«El nivel de alerta de seguridad en Noruega no ha sido modificado como consecuencia de los ataques a los edificios gubernamentales y Utøya». Es la escueta nota con la que la embajada noruega informaba de la normalidad que mantenía su país tres días después de que Anders Behring Breivik matase a 77 personas en el centro de Oslo y en la isla de Utøya. El ánimo con el que los noruegos enfrentaron la masacre lo resumió el primer ministro noruego, Jens Stoltenberg, al declarar el mismo día de los atentados: «Nuestra respuesta es más democracia, más apertura, más humanidad».
El 22 de julio se cumple el primer aniversario del ataque más grave sufrido por Noruega desde la II Guerra Mundial, pero a diferencia de otros lugares -EEUU es el ejemplo más claro tras los atentados a las torres gemelas- la masacre no ha servido de argumento para instaurar la doctrina de la seguridad y aumentar las prerrogativas de ejércitos y policías.

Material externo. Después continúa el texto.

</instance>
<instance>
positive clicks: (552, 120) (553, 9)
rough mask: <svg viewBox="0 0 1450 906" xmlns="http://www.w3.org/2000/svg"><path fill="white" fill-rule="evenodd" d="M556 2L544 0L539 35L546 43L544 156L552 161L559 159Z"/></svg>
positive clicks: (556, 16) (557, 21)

Y eso pese a que la presión, sobre todo desde el exterior, fue fuerte. En los días posteriores al ataque, la prensa internacional ejerció de trampolín de excepción para lanzar todo tipo de sospechas sobre la Policía, a la que acusaban de reaccionar tarde y mal. El debate y la presión, sin embargo, no calaron en la sociedad noruega, que una semana más tarde de los acontecimientos elevaba la popularidad del primer ministro al 80%.
Stoltenberg, que confesó tener en todo momento en mente la nefasta gestión de los atentados del 11-M por parte del PP, se negó a aventurar cualquier autoría cuando distintas voces apuntaban ya hacia un posible atentado islamista. El tiempo le dio la razón y, al conocerse que el asesino era noruego, esbozó el discurso que ha mantenido durante este año: «Estos actos querían causar el pánico entre la población noruega, pero no dejaremos que eso ocurra. Noruega es una sociedad abierta».
Y en efecto, el Gobierno -compuesto por el Partido Laborista, el Partido Socialista de Izquierda y el Partido de Centro- ha seguido adelante con un programa de Gobierno en el que el tema de la seguridad queda relegado al antepenúltimo punto de un total de 18. A modo de comparación fácil, la respuesta del PP a su gestión de los atentados de Atocha fue un programa electoral que en 2008 tenía como primer punto «Derrotar al terrorismo» y como cuarto punto «Hacer de España un país más seguro».
Noruega, uno de los últimos baluartes del Estado de Bienestar, se ha aferrado durante este año a unas señas de identidad que lo han convertido en lo que algunos consideran el último país socialista de Europa y que lo ha llevado a encabezar desde hace décadas el Índice de Desarrollo Humano de las Naciones Unidas. Un modelo de Estado protector que deja manga ancha a los ciudadanos para encaminar sus pasos hacia lo que quieran, los cuales responden pagando unos impuestos elevadísimos, sabedores de que el Estado hará de colchón cuando las cosas no les vayan tan bien. Un país donde la sanidad y la educación privadas apenas tienen sentido y en el que el petróleo es «propiedad de todos los noruegos», con un modelo de gestión de hidrocarburos envidiado en todo el mundo. Un modelo inclusivo que paga 1.200 euros al mes a los inmigrantes a cambio de recibir clases de noruego.
Este es el modelo que Breivik quiso dinamitar y que el Gobierno ha defendido con firmeza, gracias a lo cual ha recibido el apoyo de la población. Un apoyo acrecentado por la debacle del ultraderechista Partido del Progreso en las últimas elecciones municipales -en 2009 fueron la segunda fuerza más votada-, propiciado por la pertenencia de Breivik al partido en su juventud. Pese a ello, sigue habiendo noruegos que observan con recelo en gran aumento de la inmigración -13% de la población- y en las filas más conservadoras se ha instalado aquello de que «lo que hizo está muy mal, pero algo de razón tenía».
En todo caso, pese a que se admite que la integración de la inmigración es una asignatura pendiente, este discurso apenas ha calado entre los noruegos. Que la población ha apoyado el mensaje del Gobierno lo refleja el reciente transcurso del juicio a Breivik, en el que, lejos de soflamas incendiarias y peticiones de pena de muerte para el acusado, la ciudadanía se limitó a reunirse en una plaza a cantar una canción pacifista odiada por Breivik.